Outreach: To promote outreach that makes program results available to the policy community, we have instituted an annual Executive Session on Grand Challenges of Sustainability, co-hosted by the Program and Venice International University. It brings together key scholars and decision makers from around the world for off-the-record discussions and identification of key research and action needs. Sessions held include one on Water and Human Well-Being led by Prof. Michael Kremer (2009) and on Biofuels and Sustainable Development led by Prof. Henry Lee (2008).

Conducted with support from the Harvard Kennedy School Dean's Acting in Time initiative, a workshop on Institutions for Global Public Health in June 2008 explored public-private partnerships for linking knowledge with action with regard to catastrophically deadly diseases of the developing world. The project, led by Prof. William Clark, was developed as a joint undertaking of the HKS, and the deans of the Harvard School of Public Health and Boston University School of Public Health. Using malaria as a case study, the meeting addressed the changing role of institutions in strengthening public health in developing countries. A special feature in the Public Library of Science Medicine is forthcoming (2009).

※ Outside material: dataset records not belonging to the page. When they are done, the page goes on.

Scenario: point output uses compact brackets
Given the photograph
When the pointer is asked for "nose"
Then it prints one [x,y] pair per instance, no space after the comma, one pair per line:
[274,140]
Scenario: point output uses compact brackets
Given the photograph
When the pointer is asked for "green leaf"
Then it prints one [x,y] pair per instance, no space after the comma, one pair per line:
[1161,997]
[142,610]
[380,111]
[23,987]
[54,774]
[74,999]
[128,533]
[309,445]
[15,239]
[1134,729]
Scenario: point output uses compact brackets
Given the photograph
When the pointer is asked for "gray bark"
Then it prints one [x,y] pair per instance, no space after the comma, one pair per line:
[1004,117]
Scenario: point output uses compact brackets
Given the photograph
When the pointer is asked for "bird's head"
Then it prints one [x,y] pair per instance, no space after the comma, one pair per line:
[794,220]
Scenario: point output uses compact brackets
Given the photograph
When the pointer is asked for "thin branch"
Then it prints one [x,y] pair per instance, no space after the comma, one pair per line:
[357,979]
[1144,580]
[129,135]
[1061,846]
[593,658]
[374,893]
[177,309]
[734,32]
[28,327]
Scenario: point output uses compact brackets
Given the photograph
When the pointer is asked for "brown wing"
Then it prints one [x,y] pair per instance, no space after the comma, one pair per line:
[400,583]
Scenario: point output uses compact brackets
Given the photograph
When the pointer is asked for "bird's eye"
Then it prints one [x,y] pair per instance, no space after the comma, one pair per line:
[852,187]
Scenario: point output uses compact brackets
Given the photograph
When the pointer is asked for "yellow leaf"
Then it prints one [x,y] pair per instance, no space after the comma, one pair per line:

Efforts to evaluate the provision of safe drinking water technologies in the developing world are led by Prof. Michael Kremer. A randomized evaluation, in which provision of chlorine dispensers is phased in over time is demonstrating the impact of the intervention on child health outcomes, and will shed light on how the technology can be sustainably managed in a variety of settings. Efforts are underway to expand the program in Kenya and throughout the world. Prof. Kremer's experience transforming the results of a randomized evaluation of school-based de-worming into a national program in Kenya shows that strong evidence of health impact is a critical catalyst for public action.

Leadership: The Sustainability Science Program is lead by Michael Kremer, Bill Clark, and Nancy Dickson, with a Steering Group of faculty members from across the university: Bill Clark, Nancy Dickson, Merilee Grindle, Missy Holbrook, Calestous Juma, Rohini Pande, and Dan Schrag. Overall, SSP includes more than 40 faculty affiliates from six Harvard schools who have either have received a grant from the program or hosted a fellow.

Priority Funding Areas: We are looking to provide supplemental support for problem-driven research by students and faculty working at the intersection of environment and development issues, e.g., addressing sustainability challenges relating to advancing sustainable development of agriculture, habitation, energy and materials, health, and water.

Program Sponsorship: The Sustainability Science Program's core support is provided by a generous gift from the Italian Ministry for Environment, Land and Sea. Additional project-specific funding comes from a variety of federal agencies, private foundations, and Harvard sources.

Key indexing terms: sustainability science, sustainable development, coupled human-environment systems, water, health, agriculture, land use, fellowships, executive education, randomized evaluation, linking knowledge with action.